Wang Ben leaned forward. "Father?"
But Wang Tian's eyes were unfocused, seeing something beyond the workshop's walls. "The herbs are ready... I've checked them three times..."
He was reliving it. The fall. The moment everything had changed.
Wang Ben listened, not interrupting, as his father's fragmented words painted a picture of that terrible day. The confidence of a Grade 8 alchemist at the peak of his powers. The careful preparations. The absolute certainty that he would succeed.
And then the fire turning against him.
"Something was wrong..." Wang Tian's voice dropped to a whisper. "The foundational herb... it wasn't..."

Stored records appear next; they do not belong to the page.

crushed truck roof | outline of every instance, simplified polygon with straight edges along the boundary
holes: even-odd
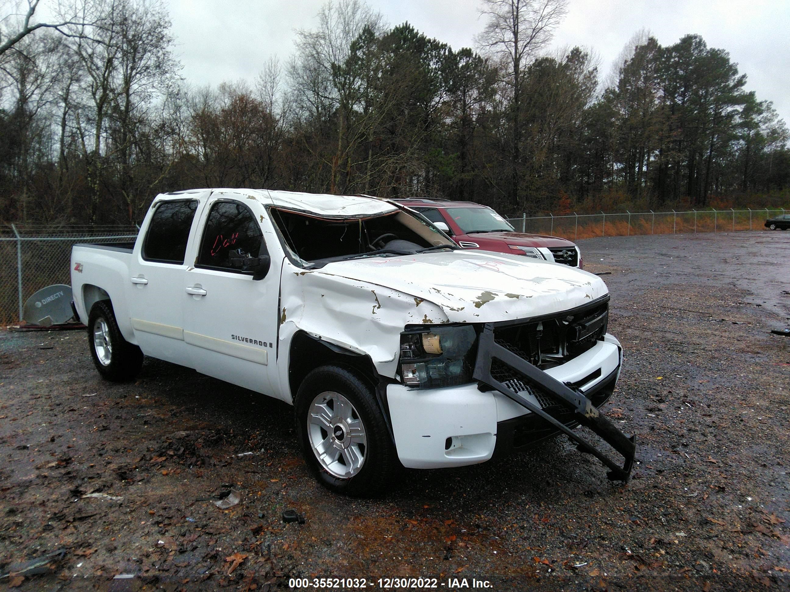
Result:
[[[182,196],[202,193],[209,189],[190,189],[167,193],[167,196]],[[291,210],[307,212],[318,215],[360,216],[375,215],[393,212],[397,207],[378,197],[362,195],[331,195],[329,193],[303,193],[295,191],[274,191],[271,189],[216,189],[212,193],[230,193],[249,199],[259,200],[265,204]]]

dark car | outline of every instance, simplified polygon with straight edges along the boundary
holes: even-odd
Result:
[[[766,220],[766,228],[770,228],[772,230],[786,230],[790,228],[790,214],[769,218]]]
[[[450,200],[395,200],[419,212],[464,249],[524,255],[583,268],[581,252],[570,241],[544,234],[516,232],[487,206]]]

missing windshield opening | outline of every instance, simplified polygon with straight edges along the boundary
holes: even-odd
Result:
[[[271,214],[288,249],[307,262],[453,246],[431,227],[402,211],[366,218],[320,218],[279,208]]]

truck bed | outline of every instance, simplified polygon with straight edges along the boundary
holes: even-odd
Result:
[[[74,245],[75,247],[81,246],[88,249],[101,249],[106,251],[117,251],[118,253],[131,253],[134,250],[134,241],[131,242],[80,242]]]

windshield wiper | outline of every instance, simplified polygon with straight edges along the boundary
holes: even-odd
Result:
[[[450,249],[453,251],[457,251],[461,249],[457,245],[437,245],[433,247],[427,247],[427,249],[420,249],[417,253],[430,253],[431,251],[438,251],[440,249]]]

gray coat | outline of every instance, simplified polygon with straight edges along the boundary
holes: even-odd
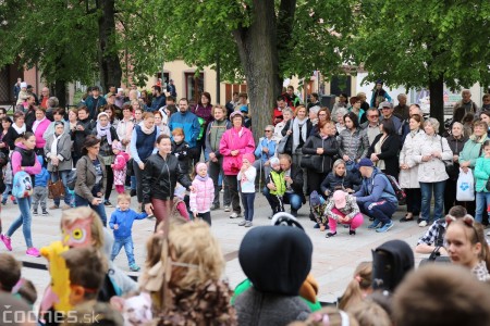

His words trailed off into silence. The tremors continued. His eyes slipped closed.
Wang Ben sat back, processing what he'd heard. His father had never spoken about the fall in detail. The shame was too great, the loss too profound. But here, in the depths of pain and cold and fragmented consciousness, old memories were surfacing.
The foundational herb. Wang Ben held that phrase still. Another piece of a puzzle he was only beginning to understand.
Outside, the night continued. Inside, the frost spread. And Wang Tian trembled in his bath of ice and possibility, fighting toward a dawn that was still two days away.
The first day ended with the sound of chattering teeth and the steady drip of melting frost, and Wang Ben's quiet voice reading aloud from his father's old alchemy journals. The ones Wang Tian had written before the fall, when he was still a Grade 8 alchemist with the world before him.
Not because his father could hear him.
But because the silence was too heavy to bear alone.